Another term used to describe crew chiefs during aircraft generation is facilitator, said 2nd Lt. Jason Hall, 7th AMU assistant officer in charge.
“They’re the overall caretaker of the aircraft, so they’re the enabler of making things happen,” he said. “Whatever discrepancy exists, they’re going out and fielding it. They obviously perform routine maintenance, but they facilitate accomplishment of the entire mission set, so whether it’s coordinating with specialists, weapons, back-shop repairs; whatever it is, they’re coordinating with agencies to make sure aircraft are prepared for the mission.”
To ensure all of Holloman’s F-22s are operationally ready at a moment’s notice, crew chiefs routinely work 12 or more hour shifts.

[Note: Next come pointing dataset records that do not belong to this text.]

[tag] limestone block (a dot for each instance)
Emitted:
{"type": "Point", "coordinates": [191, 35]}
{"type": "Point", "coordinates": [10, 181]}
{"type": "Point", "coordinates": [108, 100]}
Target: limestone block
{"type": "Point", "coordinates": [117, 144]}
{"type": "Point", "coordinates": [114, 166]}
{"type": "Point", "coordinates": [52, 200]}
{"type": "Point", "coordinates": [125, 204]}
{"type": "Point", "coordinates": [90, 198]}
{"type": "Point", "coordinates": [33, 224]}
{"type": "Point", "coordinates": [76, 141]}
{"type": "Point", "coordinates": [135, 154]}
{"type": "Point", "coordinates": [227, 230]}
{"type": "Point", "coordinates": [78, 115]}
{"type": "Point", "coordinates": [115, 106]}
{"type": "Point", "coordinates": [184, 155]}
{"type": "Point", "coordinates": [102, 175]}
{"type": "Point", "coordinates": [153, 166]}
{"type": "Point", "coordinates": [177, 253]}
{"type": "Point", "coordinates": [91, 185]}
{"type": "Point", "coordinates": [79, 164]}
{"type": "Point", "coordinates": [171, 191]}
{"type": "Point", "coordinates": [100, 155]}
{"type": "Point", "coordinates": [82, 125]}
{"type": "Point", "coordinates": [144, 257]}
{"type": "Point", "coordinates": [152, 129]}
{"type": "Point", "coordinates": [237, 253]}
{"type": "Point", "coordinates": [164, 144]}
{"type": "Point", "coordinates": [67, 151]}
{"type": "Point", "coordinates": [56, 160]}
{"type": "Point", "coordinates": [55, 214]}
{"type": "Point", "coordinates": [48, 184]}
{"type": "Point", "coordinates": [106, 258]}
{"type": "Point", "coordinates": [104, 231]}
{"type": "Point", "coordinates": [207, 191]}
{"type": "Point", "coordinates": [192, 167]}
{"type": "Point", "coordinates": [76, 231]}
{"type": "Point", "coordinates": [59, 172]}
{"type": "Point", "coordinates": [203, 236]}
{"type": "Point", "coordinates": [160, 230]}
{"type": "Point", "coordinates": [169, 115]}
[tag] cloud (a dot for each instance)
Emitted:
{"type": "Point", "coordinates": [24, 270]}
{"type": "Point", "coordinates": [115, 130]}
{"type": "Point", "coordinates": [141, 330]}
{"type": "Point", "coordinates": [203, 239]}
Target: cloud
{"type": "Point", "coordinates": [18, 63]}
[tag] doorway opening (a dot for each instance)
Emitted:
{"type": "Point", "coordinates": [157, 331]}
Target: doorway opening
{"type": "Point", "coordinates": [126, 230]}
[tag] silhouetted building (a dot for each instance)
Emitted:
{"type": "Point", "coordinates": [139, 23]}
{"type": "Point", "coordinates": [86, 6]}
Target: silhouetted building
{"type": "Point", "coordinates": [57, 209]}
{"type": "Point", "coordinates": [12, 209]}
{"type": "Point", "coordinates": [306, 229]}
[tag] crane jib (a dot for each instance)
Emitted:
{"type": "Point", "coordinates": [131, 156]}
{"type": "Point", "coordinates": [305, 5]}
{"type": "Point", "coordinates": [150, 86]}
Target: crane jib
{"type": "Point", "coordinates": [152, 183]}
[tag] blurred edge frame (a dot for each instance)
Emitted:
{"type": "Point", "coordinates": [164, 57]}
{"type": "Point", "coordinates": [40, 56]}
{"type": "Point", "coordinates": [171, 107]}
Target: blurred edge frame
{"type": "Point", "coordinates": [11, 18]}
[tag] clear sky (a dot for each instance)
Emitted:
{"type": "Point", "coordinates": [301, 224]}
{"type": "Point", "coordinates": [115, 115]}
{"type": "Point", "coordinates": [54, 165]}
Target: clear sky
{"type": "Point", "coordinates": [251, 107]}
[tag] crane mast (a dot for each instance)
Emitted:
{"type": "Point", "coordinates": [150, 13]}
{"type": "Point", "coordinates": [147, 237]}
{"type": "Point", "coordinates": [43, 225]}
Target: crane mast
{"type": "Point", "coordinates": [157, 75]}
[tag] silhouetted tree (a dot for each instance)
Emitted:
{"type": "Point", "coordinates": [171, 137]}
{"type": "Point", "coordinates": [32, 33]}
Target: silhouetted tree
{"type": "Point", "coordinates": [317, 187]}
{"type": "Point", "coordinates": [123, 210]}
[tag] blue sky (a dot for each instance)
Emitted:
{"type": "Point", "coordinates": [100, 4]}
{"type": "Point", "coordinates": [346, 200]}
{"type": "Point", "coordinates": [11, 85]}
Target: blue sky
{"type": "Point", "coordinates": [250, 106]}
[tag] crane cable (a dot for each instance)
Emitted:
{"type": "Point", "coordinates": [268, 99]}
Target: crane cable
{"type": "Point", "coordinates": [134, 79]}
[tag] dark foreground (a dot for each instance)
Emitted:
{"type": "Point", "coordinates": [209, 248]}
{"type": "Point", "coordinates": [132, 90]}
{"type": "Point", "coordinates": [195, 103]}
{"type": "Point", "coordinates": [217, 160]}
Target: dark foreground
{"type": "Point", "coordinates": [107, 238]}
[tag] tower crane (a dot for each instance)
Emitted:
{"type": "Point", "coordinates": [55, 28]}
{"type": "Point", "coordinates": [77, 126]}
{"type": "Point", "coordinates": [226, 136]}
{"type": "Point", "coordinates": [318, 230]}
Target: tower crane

“They’re in three hours before the first scheduled takeoff, so if takeoff time is [6 a.m.] they’re here for roll call at [3 a.m.],” said Chief Master Sgt. Kimberly Gaines, 7th AMU superintendent. “They don’t get to leave to go to lunch, and even the guys who are on meal cards will get boxed lunches from the flight kitchen. The only time they get to eat is in between jobs.”
Because they put in so many hours, they may sometimes be overlooked, Mattingly said.
“I think the amount of work they do is not put out there enough,” he said. “A lot of times we forget their importance because they make the job look easy. But when you look at a jet, you’ll have two names on it -- on one side is the pilot’s name and on the other side is the name of the dedicated crew chief. There is a ton of responsibility that comes with the job title.”
Often times the relationship between operator and maintainer can be arduous, but at Holloman, that relationship is exceptional, Nance said.
“I think there is a deep mutual respect between our pilots and crew chiefs,” Mattingly explained. “Every time a pilot gets in the jet, they are essentially putting their lives in the crew chief’s hands. Pilots put a lot of trust and faith in our maintainers in general, and in return we maintainers trust and respect the position our pilots are in.”
And with that trust and respect, Nance said crew chiefs also embrace the responsibility bestowed upon them.
“Because of the level of responsibility laid upon them, crew chiefs are a very proud bunch,” Nance said. “For me it has always been about three primary areas -- attitude, effort and reputation. My entire team out there is maintaining a good attitude, their level of effort is where it needs to be, and in return, we have a solid reputation that lets our leadership know that if they call upon us, we’re ready!”
For Nance, attitude, effort and reputation will pay off during the upcoming ORE and in his troops’ future areas of responsibility.
“Having been an AOR squadron commander, every day the focus was on ensure the air tasking order was met,” Nance said. “Having seen how this works in a combat zone, where it matters the most, and now getting to rehearse it here, there is no doubt in my mind as to the value of exercises in maintaining our sharp edge.”
“I think Col. Krumm (49th WG commander) is exactly right when he said, ‘OREs are not popular because they’re tough, but we do the tough things to make us better,’” Nance said. “That’s where we get our pride, is in knowing that when the boss says, ‘49th AMXS -- time to generate some Raptors. Are you ready to go?’ I can look him in the eye and say, ‘Yes, we are ready. We’re ready to answer our nation’s call.’”
During OREs and real-world combat situations a crew chief may be asked to take on a significant workload, Wollerton said, but that’s what a good crew chief looks forward to and they rise to the challenge every time.
“It takes dedication, integrity and toughness to be a good crew chief, because a lot of the time we have it pretty rough,” he said. “Occasionally we get a break and we take advantage of it. We work hard, we get dirty, and put in a lot of hours, but nothing can take away that feeling you get when you see your aircraft -- with your name on the side -- take to the sky and put bombs on target. It makes it all worth it.”